Does levodopa improve vision in albinism? Results of a randomized, controlled clinical trial

• Published in: Clinical & experimental ophthalmology Vol. 42; no. 8; pp. 713 - 721
• Main Authors: Summers, C Gail, Connett, John E, Holleschau, Ann M, Anderson, Jennifer L, De Becker, Inge, McKay, Brian S, Brilliant, Murray H
• Format: Journal Article
• Language: English
• Published: Australia Blackwell Publishing Ltd 01.11.2014; Wiley Subscription Services, Inc
• Subjects: Administration, Oral; Adolescent; Adult; Albinism; Albinism, Oculocutaneous - drug therapy; Albinism, Oculocutaneous - genetics; Albinism, Oculocutaneous - physiopathology; Child; Child, Preschool; Clinical trials; Dopamine; Dopamine Agents - adverse effects; Dopamine Agents - therapeutic use; Double-Blind Method; Female; Humans; levodopa; Levodopa - adverse effects; Levodopa - therapeutic use; Male; Middle Aged; Neural networks; Prospective Studies; randomized controlled trial; visual acuity; Visual Acuity - drug effects; Visual Acuity - physiology; visual acuity; levodopa; albinism; randomized controlled trial
• ISSN: 1442-6404; 1442-9071; 1442-9071
• DOI: 10.1111/ceo.12325

Background Dopamine is an intermediate product in the biosynthesis of melanin pigment, which is absent or reduced in albinism. Animal research has shown that supplying a precursor to dopamine, levodopa, may improve visual acuity in albinism by enhancing neural networks. This study examines the safety and effectiveness of levodopa on best‐corrected visual acuity in human subjects with albinism. Design Prospective, randomized, placebo‐controlled, double‐masked clinical trial conducted at the University of Minnesota. Participants Forty‐five subjects with albinism. Methods Subjects with albinism were randomly assigned to one of three treatment arms: levodopa 0.76 mg/kg with 25% carbidopa, levodopa 0.51 mg/kg with 25% carbidopa, or placebo and followed for 20 weeks, with best‐corrected visual acuity measured at enrollment, and at weeks 5, 10, 15, and 20 after enrollment. Side‐effects were recorded with a symptom survey. Blood was drawn for genotyping. Main Outcome Measures Side‐effects and best‐corrected visual acuity 20 weeks after enrolment. Results All subjects had at least one mutation found in a gene known to cause albinism.

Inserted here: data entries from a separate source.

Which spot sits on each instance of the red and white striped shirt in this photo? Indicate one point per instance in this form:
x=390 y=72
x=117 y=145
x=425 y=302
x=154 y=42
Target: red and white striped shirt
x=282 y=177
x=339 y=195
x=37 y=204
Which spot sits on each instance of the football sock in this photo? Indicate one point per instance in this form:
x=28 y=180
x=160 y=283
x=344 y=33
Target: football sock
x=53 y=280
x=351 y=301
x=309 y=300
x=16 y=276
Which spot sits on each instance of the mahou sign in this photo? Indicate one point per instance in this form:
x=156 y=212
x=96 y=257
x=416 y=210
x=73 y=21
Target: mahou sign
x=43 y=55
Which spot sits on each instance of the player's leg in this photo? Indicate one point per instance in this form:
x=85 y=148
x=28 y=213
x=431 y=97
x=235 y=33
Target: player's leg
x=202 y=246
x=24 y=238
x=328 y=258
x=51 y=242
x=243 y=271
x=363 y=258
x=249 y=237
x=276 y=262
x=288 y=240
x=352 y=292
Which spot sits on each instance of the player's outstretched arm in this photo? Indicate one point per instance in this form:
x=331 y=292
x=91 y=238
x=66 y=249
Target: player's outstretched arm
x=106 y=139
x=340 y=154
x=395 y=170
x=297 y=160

Mean age was 14.5 years (range: 3.5 to 57.8 years). Follow up was 100% and compliance was good. Minor side‐effects were reported; there were no serious adverse events. There was no statistically significant improvement in best‐corrected visual acuity after 20 weeks with either dose of levodopa. Conclusions Levodopa, in the doses used in this trial and for the time course of administration, did not improve visual acuity in subjects with albinism.